Gosse has been recognised by many (read the remarks by James Eason at the penelope site on Browne for example) as the author of a bad critical book by an author whose barely-concealed hatred of Browne emanates from almost every page, hardly an objective perception can be found in it.

Far more laudable and healthier lit. critics to consult on Browne are the American scholars J.S. Finch, Frank Huntley and Norman Endicott.all of whom ARE worth reading.

American scholarship WAS at the forefront of Brunonian studies, but now sadly appears to be going backwards in its understanding of Browne, this is due primarily to the cult of W.G.Sebald in America, an author who is often the first introduction to Browne to american readers, thus engendering a delusion that Sebald possessed a critical appreciation of Browne; how much a man who wrote in German understood of Browne's baroque prose begs questions, simply identifying with Browne's alleged melancholia and admiring his labyrinthine passages of thought is insufficient literary comprehension.

Nor does reading Sebald help modern understanding of Browne either in recognising the achievements of Huntley and Green that the 1658 discourses are two halves of a diptych which answer and mirror in each other in imagery, truths and subject-matter.

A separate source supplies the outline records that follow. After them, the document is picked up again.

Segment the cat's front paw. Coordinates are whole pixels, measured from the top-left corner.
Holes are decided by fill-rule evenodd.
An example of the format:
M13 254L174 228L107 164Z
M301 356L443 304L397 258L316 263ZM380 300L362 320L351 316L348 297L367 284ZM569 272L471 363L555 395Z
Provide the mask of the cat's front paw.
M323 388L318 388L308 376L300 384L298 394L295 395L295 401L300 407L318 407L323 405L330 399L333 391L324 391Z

In this context recent American editions by NYRB as edited by S. Greenblatt have rendered the reader of Browne a grave disservice, wilfully misrepresenting Browne's artistic vision. Whether this is misrepresentation originates from either wilfulness or ignorance hardly matters as the damage has been done. Amusingly I read somewhere that Greenblatt believes 'The Garden of Cyrus' to be a discourse on horticulture, probably the strongest evidence yet that he has not actually ever read the discourse whatsoever.

Browne has, in conclusion invariably attracted as many bad critics as good, and will continue to do while readers fail to recognise the the harmonious balance, not schism, between religious faith and science in Browne alongside the deep influence of hermetic philosophy and Christianity upon him.

Zed said...

Thanks for the Finch, Endicott et al. recommendations; I'll try and get them from the library. I should say that I wasn't citing Gosse as an impartial critic of Browne -- this should be clear enough from my post -- but more as an instance of Browne's "critical heritage." I would say something similar about Sebald or Borges. On the ca. 1900 view of Saintsbury and Gosse and Strachey, Browne is primarily admirable as a prose stylist; it is an odd fate for such a writer to have influenced chiefly foreigners, and to have come back to mainstream Anglophone consciousness through WGS. And obviously neither of these writers had a full critical appreciation of Browne. (Although this is partly beside the point; it is also true that Eliot didn't have a full critical appreciation of Donne or Marvell.)

I agree, of course, that it is irritating that the NYRB edition doesn't publish the Garden of Cyrus along with Urn-Burial, especially as it is so short; but the Garden is the least accessible of Browne's works, and Urn-Burial the most accessible.